Augusto Santos Silva diz que é imperativo um "divórcio amigável" com os britânicos

O ministro dos Negócios Estrangeiros, Augusto Santos Silva, defendeu hoje que o brexit tem de ser seguido do "reatar de uma nova relação" entre a União Europeia (UE) e o Reino Unido, considerando que os britânicos e os 27 Estado que continuarão na UE a partir de 2019 não podem, viver de costas voltadas.

"Devemos gerir a negociação do brexit - e é isso que temos feito - de forma a ajudar a posição britânica no sentido de tentar construir um divórcio o mais amigável possível", defendeu responsável da diplomacia, sublinhando que este processo de significar "um passo mais para o reatar de uma nova relação". "É estranho, normalmente primeiro há as relações e depois o divórcio, neste caso é ao contrário, trabalhamos primeiro os termos do divórcio e trabalhamos depois os termos de uma nova relação", disse Augusto santos Silva, que falava no debate "Que Europa Queremos?", incluído no ciclo de conferências sobre a Europa, uma iniciativa promovida pelo DN para assinalar o 153.º aniversário do jornal, que se cumpre na próxima semana.

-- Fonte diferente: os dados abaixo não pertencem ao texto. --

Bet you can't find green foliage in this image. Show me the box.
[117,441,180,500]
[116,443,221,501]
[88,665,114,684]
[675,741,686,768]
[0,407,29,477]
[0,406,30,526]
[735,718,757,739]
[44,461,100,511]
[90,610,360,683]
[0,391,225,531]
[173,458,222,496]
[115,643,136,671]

Para que não fiquem dúvidas, o titular dos Negócios Estrangeiros sublinhou estar a falar em nome de Portugal: "Para nós é muito importante que o brexit signifique o reatar de uma nova relação". Há razões para isso: "Para todos os efeitos, o Reino Unido sai da União europeia, mas não sai da Europa, não sai da sua posição absolutamente essencial para a Europa quer do ponto de vista económico quer, sobretudo, do ponto de vista da arquitetura da segurança e defesa". Circunstâncias que obrigam as duas partes a "encontrar uma relação nova". "Até agora os passos têm sido positivos", sublinhou o ministro dos Negócios Estrangeiros, que não deixou, no entanto, de apontar grandes dificuldades ao processo, nomeadamente a "necessidade de superar impossibilidades lógicas". E, diz Santos silva, "a política pode muito, mas poder superar impossibilidades lógicas é mesmo um grande desafio".

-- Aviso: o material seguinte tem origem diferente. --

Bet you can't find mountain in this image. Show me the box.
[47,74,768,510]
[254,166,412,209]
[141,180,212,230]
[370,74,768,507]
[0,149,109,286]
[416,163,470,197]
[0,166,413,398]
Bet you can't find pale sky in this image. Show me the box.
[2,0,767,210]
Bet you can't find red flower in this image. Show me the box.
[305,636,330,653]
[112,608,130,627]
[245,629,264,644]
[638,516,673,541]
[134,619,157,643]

E quais são essas impossibilidades? "São duas". "O Reino Unido manter-se no espaço económico europeu, qualquer que seja a forma e o nome que lhe concedamos, recusando uma das quatro liberdades de circulação" - ou seja, mantendo a liberdade de circulação de bens, de serviços e capitais, mas não a livre circulação de pessoas. "É uma impossibilidade lógica", sublinha Santos Silva, acrescentando que "tempos que arranjar maneira de resolver este paradoxo".

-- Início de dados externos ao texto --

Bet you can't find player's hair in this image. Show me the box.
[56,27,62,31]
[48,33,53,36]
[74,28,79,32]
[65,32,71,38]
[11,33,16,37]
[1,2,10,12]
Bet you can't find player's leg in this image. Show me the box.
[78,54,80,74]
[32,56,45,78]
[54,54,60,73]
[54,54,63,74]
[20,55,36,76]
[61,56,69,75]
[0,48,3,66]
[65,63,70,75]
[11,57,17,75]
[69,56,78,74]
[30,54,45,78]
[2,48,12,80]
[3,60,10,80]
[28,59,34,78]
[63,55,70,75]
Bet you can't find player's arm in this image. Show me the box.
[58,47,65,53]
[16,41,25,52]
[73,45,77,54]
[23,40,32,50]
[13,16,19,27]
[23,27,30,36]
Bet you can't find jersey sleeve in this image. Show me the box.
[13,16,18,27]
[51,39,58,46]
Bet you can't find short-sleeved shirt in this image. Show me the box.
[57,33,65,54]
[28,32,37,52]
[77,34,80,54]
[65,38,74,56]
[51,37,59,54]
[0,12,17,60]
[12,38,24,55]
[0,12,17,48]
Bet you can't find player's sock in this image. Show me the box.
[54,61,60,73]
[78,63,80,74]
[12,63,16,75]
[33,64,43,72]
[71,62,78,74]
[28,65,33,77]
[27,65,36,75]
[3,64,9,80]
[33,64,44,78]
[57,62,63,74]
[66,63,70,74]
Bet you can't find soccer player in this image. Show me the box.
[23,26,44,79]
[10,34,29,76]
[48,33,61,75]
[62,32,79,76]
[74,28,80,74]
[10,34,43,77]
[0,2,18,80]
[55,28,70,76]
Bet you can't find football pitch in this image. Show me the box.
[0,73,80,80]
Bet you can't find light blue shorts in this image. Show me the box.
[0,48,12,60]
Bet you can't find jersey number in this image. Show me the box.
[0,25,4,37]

Por outro lado, há a questão das fronteiras: "Como é que mantemos aberta a fronteira - portanto, continuamos sem fronteira - entre a República da Irlanda e a parte do Reino Unido que é a Irlanda do Norte, ao mesmo tempo que o Reino unido sai da UE e, portanto, há ali uma fronteira" externa da União Europeia, questionou. "Pode parecer coisa de somenos", alertou Santos Silva, mas "nunca é de somenos mexer na arca da história do século XX europeu porque é uma arca que está cheia de demónios e é melhor mantê-los bem fechados".